Расколдовывая Юнга: от апологетики к критике (Менжулин) - страница 66

Между прочим, оставаясь верным долгу профессионального врача, Элленбергер признавал, что излишнее усердие в имити­ровании этого канонизированного болезненного состояния, пус­кай даже в учебных целях, может иметь очень печальные по­следствия (совсем не такие, как у самого Юнга, а такие как, например, у Ницше). Именно в этом ключе следует расцени­вать предупреждение, содержащееся в «Открытии бессознатель­ного»: «Юнговская синтетико–герменевтическая терапия пред­ставляется не таким уж простым предприятием. Временами ее объект ощущает себя заваленным грудой материалов, идущих из его бессознательного, а столкновение с архетипами может порой оказаться просто устрашающим. Для того, чтобы не поте­рять связь с реальностью, необходимы непрестанные усилия. Отсюда следует, что юнговский самоанализ есть весьма опасное занятие, о чем обязательно следует предупреждать заранее» [80, р. 781]. Наперекор этим предостережениям опытного врача, в юнгианских кругах сложилась устойчивая традиция спекули­ровать элленбергеровским понятием «творческой болезни» — так, словно это заболевание едва ли не единственный способ стать подлинным целителем человеческих душ. «Излечить мо­жет лишь тот, кто переболел сам» — типичное клише современ­ных популяризаторов юнгианского неошаманизма.

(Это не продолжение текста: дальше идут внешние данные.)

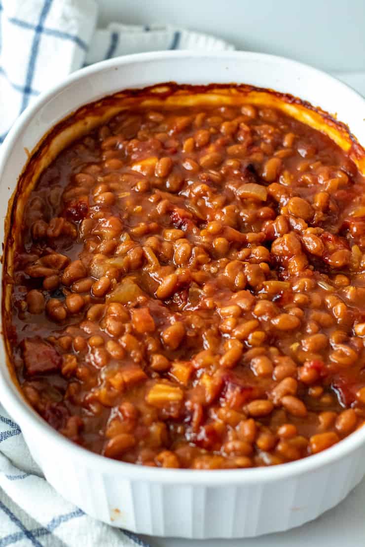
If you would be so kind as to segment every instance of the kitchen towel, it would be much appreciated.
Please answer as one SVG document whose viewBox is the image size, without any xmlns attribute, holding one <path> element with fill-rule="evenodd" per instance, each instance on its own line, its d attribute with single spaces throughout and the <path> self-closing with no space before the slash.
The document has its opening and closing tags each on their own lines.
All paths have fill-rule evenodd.
<svg viewBox="0 0 365 547">
<path fill-rule="evenodd" d="M 0 143 L 41 91 L 84 66 L 142 51 L 233 49 L 213 37 L 169 25 L 113 22 L 96 28 L 97 17 L 94 0 L 0 0 Z M 0 406 L 0 547 L 13 545 L 147 544 L 91 519 L 59 496 L 32 461 L 19 426 Z"/>
<path fill-rule="evenodd" d="M 142 51 L 234 49 L 169 25 L 96 28 L 97 18 L 95 0 L 0 0 L 0 143 L 34 97 L 83 66 Z"/>
</svg>

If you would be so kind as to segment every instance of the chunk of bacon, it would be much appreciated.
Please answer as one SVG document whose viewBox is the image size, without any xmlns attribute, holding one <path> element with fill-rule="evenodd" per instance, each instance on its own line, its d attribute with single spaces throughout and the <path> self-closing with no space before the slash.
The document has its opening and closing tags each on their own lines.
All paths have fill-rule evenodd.
<svg viewBox="0 0 365 547">
<path fill-rule="evenodd" d="M 61 366 L 62 358 L 55 348 L 39 337 L 26 338 L 21 345 L 27 374 L 45 374 Z"/>
</svg>

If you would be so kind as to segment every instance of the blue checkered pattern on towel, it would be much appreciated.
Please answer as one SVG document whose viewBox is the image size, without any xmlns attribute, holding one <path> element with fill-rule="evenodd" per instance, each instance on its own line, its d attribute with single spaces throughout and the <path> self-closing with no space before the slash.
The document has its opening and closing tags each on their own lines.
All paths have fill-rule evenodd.
<svg viewBox="0 0 365 547">
<path fill-rule="evenodd" d="M 0 0 L 0 143 L 41 91 L 83 66 L 142 51 L 232 49 L 169 25 L 96 28 L 97 15 L 94 0 Z"/>
<path fill-rule="evenodd" d="M 94 0 L 0 0 L 0 144 L 41 91 L 87 65 L 130 53 L 223 50 L 223 40 L 170 26 L 96 28 Z M 0 547 L 146 546 L 63 499 L 32 461 L 0 406 Z"/>
<path fill-rule="evenodd" d="M 131 532 L 94 520 L 59 496 L 0 406 L 0 547 L 148 547 Z"/>
</svg>

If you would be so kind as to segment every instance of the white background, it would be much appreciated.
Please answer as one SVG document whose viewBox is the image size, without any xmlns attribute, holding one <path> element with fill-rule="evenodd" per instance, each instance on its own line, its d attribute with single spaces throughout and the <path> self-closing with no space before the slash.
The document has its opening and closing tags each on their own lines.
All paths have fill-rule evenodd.
<svg viewBox="0 0 365 547">
<path fill-rule="evenodd" d="M 237 49 L 283 55 L 336 73 L 365 92 L 365 0 L 98 1 L 99 26 L 116 21 L 186 27 L 223 38 Z M 287 532 L 230 540 L 145 539 L 152 547 L 363 547 L 365 480 L 337 508 Z"/>
<path fill-rule="evenodd" d="M 329 72 L 365 70 L 364 0 L 98 0 L 111 21 L 186 27 Z"/>
</svg>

Примером подобной установки может служить книга Робер­та Смита «Раненый Юнг: влияние юнговских взаимоотношений на его жизнь и деятельность», автор которой (в тон многим другим юнгианцам) утверждает: «Рана, терзавшая Юнга, свиде­тельствует отнюдь не только о его непрестанной потребности в достижении исцеления и целостности; дело в ином: со вре­менем эта рана трансформировалась настолько, что стала той самой вещью, которой лечат...» [167, р. 177]. В некоторых трудах подобного рода апологетика «творческой болезни» граничит, на мой взгляд, с беспечностью. Например, Мэрвин Голдверт (уже упоминавшийся автор труда с очень похожим названием — «Раненые целители») называет свою книгу о столь опасных экспериментах пионеров глубинной психологии не только над самими собой, но и над другими людьми, «историей о героях, написанной с восхищением (курсив мой. — В.М.)» [90, р. XI].

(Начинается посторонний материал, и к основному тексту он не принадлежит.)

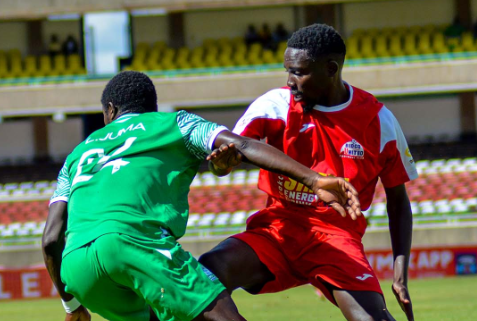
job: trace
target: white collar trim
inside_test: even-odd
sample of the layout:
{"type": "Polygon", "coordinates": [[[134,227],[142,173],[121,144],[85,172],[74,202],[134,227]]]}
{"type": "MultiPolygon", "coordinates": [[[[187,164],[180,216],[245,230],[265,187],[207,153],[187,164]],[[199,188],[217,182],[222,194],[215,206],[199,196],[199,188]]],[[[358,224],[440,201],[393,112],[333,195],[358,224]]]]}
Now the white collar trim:
{"type": "Polygon", "coordinates": [[[322,111],[324,113],[332,113],[332,112],[335,112],[335,111],[343,110],[346,107],[348,107],[351,104],[351,102],[353,101],[353,86],[348,85],[347,82],[344,82],[344,84],[346,86],[348,86],[348,88],[349,88],[349,99],[348,99],[347,102],[342,103],[341,105],[336,105],[336,106],[331,106],[331,107],[315,105],[315,107],[313,107],[313,109],[322,111]]]}

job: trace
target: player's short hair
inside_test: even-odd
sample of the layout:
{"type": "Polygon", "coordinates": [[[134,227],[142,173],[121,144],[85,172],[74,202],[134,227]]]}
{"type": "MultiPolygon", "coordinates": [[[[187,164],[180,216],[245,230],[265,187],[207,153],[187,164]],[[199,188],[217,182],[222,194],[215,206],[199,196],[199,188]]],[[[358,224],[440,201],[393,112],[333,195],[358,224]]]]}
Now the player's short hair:
{"type": "Polygon", "coordinates": [[[103,90],[101,104],[113,103],[121,113],[157,111],[156,88],[151,79],[137,71],[123,71],[111,78],[103,90]]]}
{"type": "Polygon", "coordinates": [[[288,48],[306,50],[311,59],[328,55],[346,56],[346,45],[341,35],[331,26],[315,23],[295,31],[287,43],[288,48]]]}

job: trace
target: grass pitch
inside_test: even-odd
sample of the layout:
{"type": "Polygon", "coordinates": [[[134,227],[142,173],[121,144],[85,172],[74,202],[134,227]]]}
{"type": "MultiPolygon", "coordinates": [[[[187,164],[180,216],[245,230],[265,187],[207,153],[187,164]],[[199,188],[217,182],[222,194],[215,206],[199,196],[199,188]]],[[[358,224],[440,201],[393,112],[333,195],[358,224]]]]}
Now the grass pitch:
{"type": "MultiPolygon", "coordinates": [[[[382,282],[388,308],[396,320],[406,320],[391,293],[391,283],[382,282]]],[[[411,280],[410,291],[417,321],[476,321],[477,276],[411,280]]],[[[303,286],[277,294],[252,296],[245,291],[233,295],[242,315],[250,321],[344,320],[341,312],[320,299],[313,287],[303,286]]],[[[59,299],[0,303],[2,321],[61,321],[59,299]]],[[[92,320],[103,318],[93,315],[92,320]]]]}

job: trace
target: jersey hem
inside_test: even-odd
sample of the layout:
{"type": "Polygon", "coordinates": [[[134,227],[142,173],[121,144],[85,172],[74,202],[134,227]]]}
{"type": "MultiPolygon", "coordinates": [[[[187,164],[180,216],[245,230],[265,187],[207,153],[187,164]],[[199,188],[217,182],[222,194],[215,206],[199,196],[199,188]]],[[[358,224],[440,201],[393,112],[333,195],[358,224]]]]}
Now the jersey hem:
{"type": "Polygon", "coordinates": [[[225,126],[219,126],[219,127],[217,127],[216,129],[214,129],[214,130],[209,134],[209,138],[207,139],[207,153],[212,152],[212,150],[214,149],[215,139],[217,138],[217,136],[218,136],[221,132],[226,131],[226,130],[228,130],[227,127],[225,127],[225,126]]]}
{"type": "Polygon", "coordinates": [[[50,200],[50,204],[48,206],[51,206],[51,204],[53,203],[56,203],[56,202],[65,202],[65,203],[68,203],[69,201],[69,197],[66,197],[66,196],[58,196],[58,197],[54,197],[50,200]]]}

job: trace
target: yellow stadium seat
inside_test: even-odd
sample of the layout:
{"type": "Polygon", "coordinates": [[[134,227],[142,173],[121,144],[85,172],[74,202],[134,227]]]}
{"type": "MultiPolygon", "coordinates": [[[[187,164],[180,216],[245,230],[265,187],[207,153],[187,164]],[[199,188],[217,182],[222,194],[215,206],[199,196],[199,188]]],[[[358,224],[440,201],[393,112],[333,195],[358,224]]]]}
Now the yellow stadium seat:
{"type": "Polygon", "coordinates": [[[227,37],[222,37],[217,39],[216,43],[219,47],[230,46],[232,44],[232,42],[230,41],[230,38],[227,38],[227,37]]]}
{"type": "Polygon", "coordinates": [[[167,45],[164,41],[157,41],[152,45],[152,49],[162,51],[167,48],[167,45]]]}
{"type": "Polygon", "coordinates": [[[25,77],[21,58],[13,56],[10,60],[10,77],[25,77]]]}
{"type": "Polygon", "coordinates": [[[404,53],[409,56],[418,54],[414,33],[410,32],[404,36],[404,53]]]}
{"type": "Polygon", "coordinates": [[[232,57],[231,57],[230,54],[224,54],[224,53],[222,53],[222,54],[219,55],[218,60],[219,60],[219,64],[220,64],[221,66],[223,66],[223,67],[232,67],[232,66],[234,66],[234,62],[233,62],[232,57]]]}
{"type": "Polygon", "coordinates": [[[0,55],[0,78],[5,78],[8,74],[7,57],[0,55]]]}
{"type": "Polygon", "coordinates": [[[232,60],[235,65],[237,66],[246,66],[248,65],[248,61],[245,58],[245,53],[243,52],[236,52],[234,53],[232,60]]]}
{"type": "Polygon", "coordinates": [[[346,55],[349,59],[361,57],[359,54],[359,38],[351,36],[346,40],[346,55]]]}
{"type": "Polygon", "coordinates": [[[216,41],[215,39],[210,39],[210,38],[204,39],[203,46],[205,48],[214,47],[216,46],[216,41]]]}
{"type": "Polygon", "coordinates": [[[160,67],[156,70],[173,70],[177,69],[177,66],[174,64],[174,62],[170,59],[164,59],[161,61],[160,67]]]}
{"type": "Polygon", "coordinates": [[[133,65],[135,68],[138,68],[138,70],[142,70],[141,68],[145,68],[145,70],[156,70],[160,68],[160,58],[163,57],[161,57],[161,52],[159,51],[159,49],[153,48],[149,52],[146,61],[142,62],[138,59],[133,61],[133,65]]]}
{"type": "Polygon", "coordinates": [[[401,36],[399,33],[395,33],[389,39],[389,53],[391,54],[391,56],[395,56],[395,57],[404,56],[401,36]]]}
{"type": "Polygon", "coordinates": [[[444,53],[449,51],[445,43],[444,34],[442,34],[441,32],[434,33],[432,35],[432,50],[435,53],[444,53]]]}
{"type": "Polygon", "coordinates": [[[66,57],[64,55],[56,55],[53,58],[53,70],[52,75],[60,76],[64,75],[66,71],[66,57]]]}
{"type": "Polygon", "coordinates": [[[271,50],[264,50],[263,53],[262,53],[262,60],[263,60],[263,63],[265,64],[274,64],[276,63],[276,59],[273,55],[273,51],[271,50]]]}
{"type": "Polygon", "coordinates": [[[189,55],[190,55],[190,50],[187,47],[181,47],[177,51],[177,59],[184,58],[185,60],[187,60],[189,58],[189,55]]]}
{"type": "Polygon", "coordinates": [[[220,67],[217,55],[207,54],[205,56],[204,63],[207,67],[220,67]]]}
{"type": "Polygon", "coordinates": [[[192,57],[190,58],[189,63],[190,63],[192,68],[204,68],[205,67],[204,59],[202,58],[202,56],[199,56],[199,55],[192,55],[192,57]]]}
{"type": "Polygon", "coordinates": [[[190,69],[192,68],[191,64],[187,59],[177,59],[175,65],[178,69],[190,69]]]}
{"type": "Polygon", "coordinates": [[[249,52],[260,54],[262,52],[262,45],[259,43],[254,43],[250,46],[249,52]]]}
{"type": "Polygon", "coordinates": [[[462,34],[462,49],[464,51],[475,51],[475,41],[472,33],[465,32],[462,34]]]}
{"type": "Polygon", "coordinates": [[[422,32],[417,37],[417,51],[422,55],[432,53],[431,35],[428,32],[422,32]]]}
{"type": "Polygon", "coordinates": [[[192,52],[191,52],[191,55],[192,56],[203,56],[204,55],[204,47],[200,46],[200,47],[196,47],[194,49],[192,49],[192,52]]]}
{"type": "Polygon", "coordinates": [[[29,77],[38,76],[36,56],[27,56],[25,58],[25,74],[27,74],[29,77]]]}
{"type": "Polygon", "coordinates": [[[377,37],[378,34],[379,34],[379,29],[378,28],[368,29],[368,30],[366,30],[366,33],[365,33],[365,35],[367,35],[371,38],[377,37]]]}

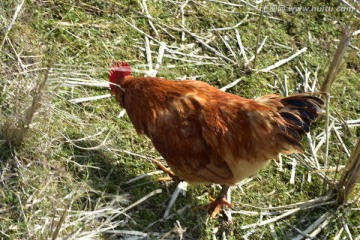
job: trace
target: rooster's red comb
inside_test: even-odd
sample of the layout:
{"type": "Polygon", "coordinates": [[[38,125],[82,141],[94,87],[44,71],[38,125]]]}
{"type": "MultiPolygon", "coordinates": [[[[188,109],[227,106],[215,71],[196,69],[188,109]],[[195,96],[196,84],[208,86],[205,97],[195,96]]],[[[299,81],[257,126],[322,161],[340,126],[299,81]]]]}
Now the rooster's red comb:
{"type": "Polygon", "coordinates": [[[124,79],[131,74],[130,65],[127,62],[114,62],[109,71],[109,81],[118,83],[119,80],[124,79]]]}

Возвращаясь к элленбергеровской версии, попытаемся крат­ко подытожить вышесказанное. Признав понятие «творческая болезнь» применительно к Юнгу, скорее, метафорой, нежели ди­агнозом в собственно медицинском смысле слова, не призна­ли ли мы тем самым, что соответствующие разработки Эллен­бергера бесплодны? Думаю, что нет. Оба предположения — как то, что Юнг действительно перенес некую болезнь, которую можно называть, скажем, творческой, так и то, что он лишь ими­тировал оную, — переводят дискуссии о его роли в истории науки в совершенно специфическую плоскость. Независимо от того, какая из этих двух альтернативных возможностей бу­дет принята на вооружение, становится понятно, что при обсуж­дении эвристической ценности теорий, сформулированных в ходе (или после) этой болезни (или имитации болезни), при­дется учитывать, что формулировал эти теории человек, для которого образ архаичного шамана оказался (опять же: вольно или невольно) по крайней мере столь же значимым, как и образ современного ученого. Подобным пониманием мы обязаны именно Анри Элленбергеру.